Three days after infection, HUM mice infected with Salmonella lost on average 14.3% of their body weight, which was significant when compared to the weight lost by both GF mice colonized with Candida and Candida-infected HUM mice, which gained on average 0.8% and 2.0% of their original weight, respectively.

Next, the researchers sequenced the bacterial DNA from the feces of infected and uninfected mice. Before infection, the most abundant bacteria were Bacteroides cellulosilyticus, Subdoligranulum variabile, Bacteroides cellulosilyticus, Akkermansia muciniphila, and Clostridium bolteae.

Three days after HUM mice were infected with Salmonella, their gut microbial diversity decreased substantially, and their microbiota became dominated by Salmonella and other Enterobacteriaceae strains. The community structure of Candida-infected mice was not significantly different from that of uninfected mice, and remained the same throughout the infection period.

Salmonella and Candida infections change the microbiota metabolic profile

To characterize changes in metabolites due to alterations of the gut microbiota, the researchers performed liquid chromatography-mass spectrometry on cecum samples from infected and uninfected mice.

The gut metabolomes of Salmonella-infected, Candida-infected, and uninfected mice grouped in separate clusters, suggesting distinct metabolic changes in response to a virulent bacterial pathogen such as Salmonella and an opportunistic fungal pathogen such as Candida.

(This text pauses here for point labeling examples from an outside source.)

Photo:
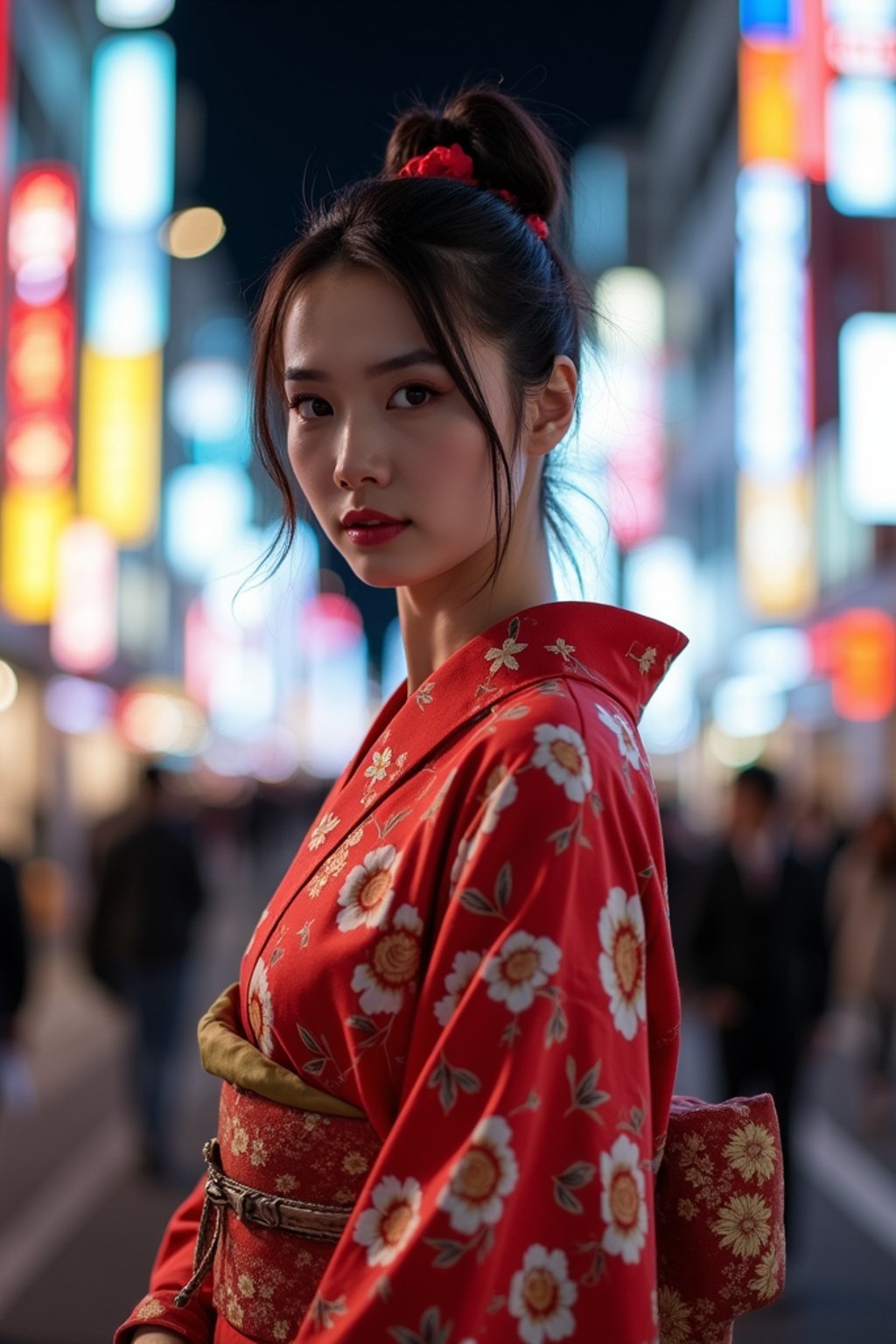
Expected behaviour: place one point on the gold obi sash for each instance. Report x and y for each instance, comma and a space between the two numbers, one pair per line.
719, 1196
289, 1158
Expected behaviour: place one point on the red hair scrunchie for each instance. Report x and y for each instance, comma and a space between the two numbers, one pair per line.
453, 162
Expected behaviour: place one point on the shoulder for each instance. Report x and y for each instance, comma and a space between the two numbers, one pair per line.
564, 742
557, 710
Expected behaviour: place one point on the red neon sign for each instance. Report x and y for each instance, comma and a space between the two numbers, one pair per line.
40, 341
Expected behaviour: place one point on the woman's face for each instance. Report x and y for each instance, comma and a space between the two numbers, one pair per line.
389, 456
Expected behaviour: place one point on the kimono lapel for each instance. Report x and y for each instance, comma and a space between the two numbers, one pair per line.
617, 652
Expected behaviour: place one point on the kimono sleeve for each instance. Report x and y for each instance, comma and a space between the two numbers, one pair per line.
514, 1196
171, 1271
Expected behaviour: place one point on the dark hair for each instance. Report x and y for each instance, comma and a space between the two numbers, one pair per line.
465, 260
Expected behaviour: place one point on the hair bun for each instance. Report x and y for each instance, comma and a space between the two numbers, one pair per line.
511, 150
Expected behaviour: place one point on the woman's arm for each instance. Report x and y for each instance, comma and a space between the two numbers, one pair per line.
514, 1195
155, 1318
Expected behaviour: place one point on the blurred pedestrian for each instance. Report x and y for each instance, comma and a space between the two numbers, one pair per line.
861, 906
760, 952
15, 1088
150, 892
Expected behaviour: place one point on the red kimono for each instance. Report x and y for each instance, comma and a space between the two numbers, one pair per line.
472, 945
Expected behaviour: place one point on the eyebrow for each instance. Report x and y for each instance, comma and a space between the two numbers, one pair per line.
388, 366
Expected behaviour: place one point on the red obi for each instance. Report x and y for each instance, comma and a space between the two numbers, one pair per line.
266, 1277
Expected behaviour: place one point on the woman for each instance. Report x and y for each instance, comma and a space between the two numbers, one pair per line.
464, 987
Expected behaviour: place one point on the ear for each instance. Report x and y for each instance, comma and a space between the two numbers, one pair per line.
550, 411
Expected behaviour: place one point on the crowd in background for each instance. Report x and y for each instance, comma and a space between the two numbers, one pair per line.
782, 922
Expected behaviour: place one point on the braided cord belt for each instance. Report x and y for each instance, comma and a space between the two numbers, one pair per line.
318, 1222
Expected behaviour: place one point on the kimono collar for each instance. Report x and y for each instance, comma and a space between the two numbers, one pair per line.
627, 654
612, 651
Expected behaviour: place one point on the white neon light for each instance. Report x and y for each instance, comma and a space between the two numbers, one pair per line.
866, 416
207, 508
133, 132
771, 434
662, 581
861, 147
863, 15
780, 654
748, 706
133, 14
207, 399
127, 304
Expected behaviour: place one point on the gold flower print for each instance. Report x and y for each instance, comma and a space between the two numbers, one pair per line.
335, 864
644, 657
504, 657
150, 1309
742, 1226
767, 1276
378, 767
675, 1318
323, 828
751, 1151
424, 695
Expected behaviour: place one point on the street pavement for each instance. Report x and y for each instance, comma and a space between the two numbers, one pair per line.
80, 1223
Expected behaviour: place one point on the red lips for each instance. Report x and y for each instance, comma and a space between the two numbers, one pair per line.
360, 516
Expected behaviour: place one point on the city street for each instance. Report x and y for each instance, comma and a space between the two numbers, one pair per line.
80, 1225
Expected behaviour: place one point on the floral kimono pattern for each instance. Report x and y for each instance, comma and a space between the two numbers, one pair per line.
472, 947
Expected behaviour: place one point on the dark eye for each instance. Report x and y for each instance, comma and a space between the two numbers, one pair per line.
311, 408
416, 394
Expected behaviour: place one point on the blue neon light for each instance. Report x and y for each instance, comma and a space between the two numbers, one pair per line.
132, 132
768, 19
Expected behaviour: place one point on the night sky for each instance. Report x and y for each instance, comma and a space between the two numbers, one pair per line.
300, 97
300, 94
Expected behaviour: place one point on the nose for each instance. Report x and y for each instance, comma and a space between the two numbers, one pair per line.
360, 456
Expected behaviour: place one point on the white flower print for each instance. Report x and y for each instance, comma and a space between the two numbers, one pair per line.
625, 737
261, 1011
542, 1296
367, 892
562, 752
504, 657
481, 1179
622, 960
393, 965
520, 967
389, 1223
464, 968
500, 792
379, 765
624, 1208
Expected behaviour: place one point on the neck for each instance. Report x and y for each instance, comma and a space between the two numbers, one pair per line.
439, 617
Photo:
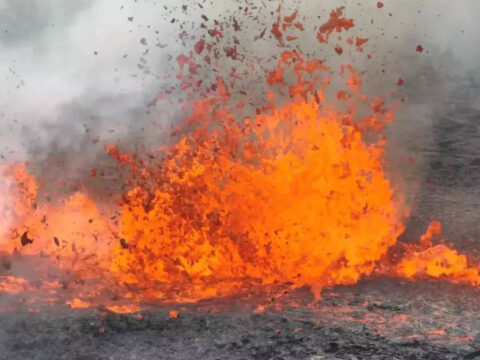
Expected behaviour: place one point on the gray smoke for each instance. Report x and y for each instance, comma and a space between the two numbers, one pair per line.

In Salmonella-infected HUM mice, compounds such as glutathione disulfide, glutathione cysteine disulfide, and hydroxybutyrylcarnitine were present in high abundance. Because glutathione metabolism is important for protecting the host against oxidative stress, the researchers speculate that gut microbes produce increased levels of glutathione metabolites in response to oxidative stress caused by Salmonella infection.

In conclusion, the study investigated changes in gut microbiota structure and function during infection with Salmonella and Candida, shedding light on the interaction between the gut microbiota and these pathogens. Future studies that further characterize this interaction will help to develop better microbiota-based therapies, including those that employ microbial compounds.